A Cipro quaranta sette anni e mezzo dopo

    Quanti ricordi! I compagni di scuola: Giorgio Ferrante, Luciano Mattioli, Antonio Asfour, Radimir, Fuli Ahmed Fuli, Giulio Cimato, Giorgio Ciccivelli, Adriano d’Andrea, Fekri, i fratelli Ferhard, Carlo Lista, Poniatowsky(?), Luciano Morabito, Vitttorio Settembre, Bensaia, Mario Perricone (che era mio vicino di casa), Alex Saturof, Mutafi, Roger Gilet, Cohen, Antonio Arena, Mario Mancini, Lionello. Ci ricordammo anche dei maltrattamenti sadici di alcuni insegnati. Ma anche le belle giornate che passammo ad esplorare i dintorni delle Piramidi.

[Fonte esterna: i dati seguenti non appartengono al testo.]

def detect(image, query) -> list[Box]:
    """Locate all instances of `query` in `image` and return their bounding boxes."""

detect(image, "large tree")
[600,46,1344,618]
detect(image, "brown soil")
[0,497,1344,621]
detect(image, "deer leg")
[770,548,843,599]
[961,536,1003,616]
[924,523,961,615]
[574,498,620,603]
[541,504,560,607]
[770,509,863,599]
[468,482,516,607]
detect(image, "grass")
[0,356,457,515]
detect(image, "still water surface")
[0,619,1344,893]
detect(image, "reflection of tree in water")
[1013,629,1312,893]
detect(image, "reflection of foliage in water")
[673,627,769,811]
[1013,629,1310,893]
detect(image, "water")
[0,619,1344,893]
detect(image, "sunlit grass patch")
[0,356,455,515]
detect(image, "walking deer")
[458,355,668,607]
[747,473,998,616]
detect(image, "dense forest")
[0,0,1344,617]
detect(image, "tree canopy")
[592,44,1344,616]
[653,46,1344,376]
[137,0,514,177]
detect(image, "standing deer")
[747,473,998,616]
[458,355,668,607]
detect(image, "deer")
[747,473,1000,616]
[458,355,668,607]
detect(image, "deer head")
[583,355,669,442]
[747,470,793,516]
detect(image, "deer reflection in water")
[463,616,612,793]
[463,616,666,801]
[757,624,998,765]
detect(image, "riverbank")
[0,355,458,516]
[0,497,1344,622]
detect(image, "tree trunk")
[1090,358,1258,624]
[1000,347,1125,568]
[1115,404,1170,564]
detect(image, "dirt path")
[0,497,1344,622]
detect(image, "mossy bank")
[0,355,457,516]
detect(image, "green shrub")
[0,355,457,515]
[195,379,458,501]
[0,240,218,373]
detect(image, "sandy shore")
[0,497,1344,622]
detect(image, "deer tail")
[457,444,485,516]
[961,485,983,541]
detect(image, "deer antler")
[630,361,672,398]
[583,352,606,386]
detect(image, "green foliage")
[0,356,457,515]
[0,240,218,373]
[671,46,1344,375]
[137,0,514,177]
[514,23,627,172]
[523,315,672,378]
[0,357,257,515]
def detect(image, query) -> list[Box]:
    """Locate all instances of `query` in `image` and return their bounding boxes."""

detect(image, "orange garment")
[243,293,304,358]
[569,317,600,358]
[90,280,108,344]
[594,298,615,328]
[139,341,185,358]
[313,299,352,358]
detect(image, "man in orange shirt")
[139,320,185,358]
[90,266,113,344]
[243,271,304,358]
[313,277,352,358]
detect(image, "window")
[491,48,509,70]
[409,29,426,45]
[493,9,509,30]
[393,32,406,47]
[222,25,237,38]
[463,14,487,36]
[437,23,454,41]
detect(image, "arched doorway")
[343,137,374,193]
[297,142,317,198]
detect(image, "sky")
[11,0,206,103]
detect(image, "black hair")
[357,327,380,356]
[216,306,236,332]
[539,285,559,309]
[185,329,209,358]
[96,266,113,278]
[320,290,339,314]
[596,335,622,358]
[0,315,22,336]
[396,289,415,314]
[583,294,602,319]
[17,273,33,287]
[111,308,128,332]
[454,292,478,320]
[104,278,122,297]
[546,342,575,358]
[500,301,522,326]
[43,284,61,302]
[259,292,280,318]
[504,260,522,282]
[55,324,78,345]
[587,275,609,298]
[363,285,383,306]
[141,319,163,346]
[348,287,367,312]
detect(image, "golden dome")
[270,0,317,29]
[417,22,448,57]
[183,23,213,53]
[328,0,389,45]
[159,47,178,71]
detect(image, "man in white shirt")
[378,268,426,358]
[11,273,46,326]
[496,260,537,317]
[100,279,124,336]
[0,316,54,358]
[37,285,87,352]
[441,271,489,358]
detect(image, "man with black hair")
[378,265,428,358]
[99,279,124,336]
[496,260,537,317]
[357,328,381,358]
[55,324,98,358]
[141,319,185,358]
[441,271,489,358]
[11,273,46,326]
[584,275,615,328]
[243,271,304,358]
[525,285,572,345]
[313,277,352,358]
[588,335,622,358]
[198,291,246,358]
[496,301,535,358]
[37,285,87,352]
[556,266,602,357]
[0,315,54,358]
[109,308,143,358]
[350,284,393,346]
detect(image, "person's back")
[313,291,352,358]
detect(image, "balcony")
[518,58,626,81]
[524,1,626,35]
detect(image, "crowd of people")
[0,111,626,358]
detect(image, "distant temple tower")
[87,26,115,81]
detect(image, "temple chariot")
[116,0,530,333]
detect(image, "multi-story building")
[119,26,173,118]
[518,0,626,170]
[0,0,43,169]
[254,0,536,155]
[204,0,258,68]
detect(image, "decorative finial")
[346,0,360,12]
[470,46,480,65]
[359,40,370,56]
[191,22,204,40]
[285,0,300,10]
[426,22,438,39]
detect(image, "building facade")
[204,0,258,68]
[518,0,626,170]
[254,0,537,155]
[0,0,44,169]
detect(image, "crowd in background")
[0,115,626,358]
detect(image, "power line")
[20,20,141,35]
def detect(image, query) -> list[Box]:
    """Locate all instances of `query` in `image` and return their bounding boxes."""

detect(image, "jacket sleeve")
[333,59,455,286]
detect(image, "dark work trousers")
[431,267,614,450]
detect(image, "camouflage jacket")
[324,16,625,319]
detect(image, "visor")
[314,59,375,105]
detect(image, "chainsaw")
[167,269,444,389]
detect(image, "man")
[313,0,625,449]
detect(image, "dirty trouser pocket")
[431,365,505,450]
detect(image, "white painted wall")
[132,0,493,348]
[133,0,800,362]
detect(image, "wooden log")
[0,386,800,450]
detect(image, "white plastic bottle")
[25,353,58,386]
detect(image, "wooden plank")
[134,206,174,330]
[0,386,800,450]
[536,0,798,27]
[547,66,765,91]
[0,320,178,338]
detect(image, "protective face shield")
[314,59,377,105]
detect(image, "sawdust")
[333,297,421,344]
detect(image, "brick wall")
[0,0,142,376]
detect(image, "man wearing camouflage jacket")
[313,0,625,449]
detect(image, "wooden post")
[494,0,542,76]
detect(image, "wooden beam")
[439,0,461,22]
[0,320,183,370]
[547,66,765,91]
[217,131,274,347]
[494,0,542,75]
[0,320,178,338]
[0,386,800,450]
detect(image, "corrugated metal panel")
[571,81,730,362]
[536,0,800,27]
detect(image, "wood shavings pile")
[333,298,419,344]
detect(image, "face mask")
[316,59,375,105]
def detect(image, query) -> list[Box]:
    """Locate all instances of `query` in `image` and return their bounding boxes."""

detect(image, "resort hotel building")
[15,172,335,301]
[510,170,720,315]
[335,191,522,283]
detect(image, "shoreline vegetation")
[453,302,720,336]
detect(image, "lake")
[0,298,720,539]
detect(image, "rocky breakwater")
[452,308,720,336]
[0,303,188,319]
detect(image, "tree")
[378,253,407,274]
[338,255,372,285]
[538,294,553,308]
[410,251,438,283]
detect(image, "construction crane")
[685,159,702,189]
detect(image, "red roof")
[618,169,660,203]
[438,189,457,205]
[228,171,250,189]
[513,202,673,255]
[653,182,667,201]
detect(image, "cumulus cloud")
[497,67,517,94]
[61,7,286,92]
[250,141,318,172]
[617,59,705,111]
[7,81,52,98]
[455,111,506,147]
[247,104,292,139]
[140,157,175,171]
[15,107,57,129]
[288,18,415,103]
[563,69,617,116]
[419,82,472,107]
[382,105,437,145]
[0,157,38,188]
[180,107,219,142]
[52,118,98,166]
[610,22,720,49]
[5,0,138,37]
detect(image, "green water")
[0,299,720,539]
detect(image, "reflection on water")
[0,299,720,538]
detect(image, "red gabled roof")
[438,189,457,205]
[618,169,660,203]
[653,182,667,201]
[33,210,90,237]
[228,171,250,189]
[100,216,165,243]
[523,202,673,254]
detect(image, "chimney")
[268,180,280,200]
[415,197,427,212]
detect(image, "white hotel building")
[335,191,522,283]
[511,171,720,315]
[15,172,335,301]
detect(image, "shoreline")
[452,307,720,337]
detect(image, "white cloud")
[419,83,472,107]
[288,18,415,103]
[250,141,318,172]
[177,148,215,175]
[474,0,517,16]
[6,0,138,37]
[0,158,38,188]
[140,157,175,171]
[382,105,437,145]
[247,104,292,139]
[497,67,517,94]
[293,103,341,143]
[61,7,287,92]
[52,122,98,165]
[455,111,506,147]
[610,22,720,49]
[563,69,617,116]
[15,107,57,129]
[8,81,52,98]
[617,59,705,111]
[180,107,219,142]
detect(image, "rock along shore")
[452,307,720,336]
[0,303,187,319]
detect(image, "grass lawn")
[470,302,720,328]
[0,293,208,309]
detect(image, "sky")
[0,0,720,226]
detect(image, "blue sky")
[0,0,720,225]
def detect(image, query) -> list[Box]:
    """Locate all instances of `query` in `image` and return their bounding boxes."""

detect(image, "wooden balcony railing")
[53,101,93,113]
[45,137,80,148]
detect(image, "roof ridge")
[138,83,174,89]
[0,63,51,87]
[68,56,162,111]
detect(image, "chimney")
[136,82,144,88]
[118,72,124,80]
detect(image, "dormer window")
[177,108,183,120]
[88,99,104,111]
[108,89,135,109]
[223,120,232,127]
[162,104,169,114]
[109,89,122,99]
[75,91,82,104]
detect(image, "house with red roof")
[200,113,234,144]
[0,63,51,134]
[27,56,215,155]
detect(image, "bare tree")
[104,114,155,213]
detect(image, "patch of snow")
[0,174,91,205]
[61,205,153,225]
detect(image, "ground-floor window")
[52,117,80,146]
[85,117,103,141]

    Una volta eravamo in quattro. Come ogni Domenica, dopo la messa a scuola, avevamo affittato delle biciclette accanto al circolo San Marco di Shubra, e andammo, come spesso, alle Piramidi. Circolavamo negli scavi accanto alla piramide di Cheope. Entrai in una capanna di terra seguito da un amico col quale avevamo deciso di fare uno scherzo agli altri due. C’erano due pareti con un finestrino per parte. Andai a destra, poi cambiai decisione e svoltai per andare a sinistra. Il mio amico continuò a destra e sparì in un fosso buio. Spaventati non sapevamo cosa fare per tirarlo fuori, il fosso era profondo qualche metro. Pensammo di legare le cravatte e le cinture per farne una corda; ma non bastava. Uno di noi scese e lo aiutò spingendolo su. Lui uscì arrampicandosi alle pareti. Mamma che paura!

    Ed ora la scoperta dell’associazione AIDE. Che emozione.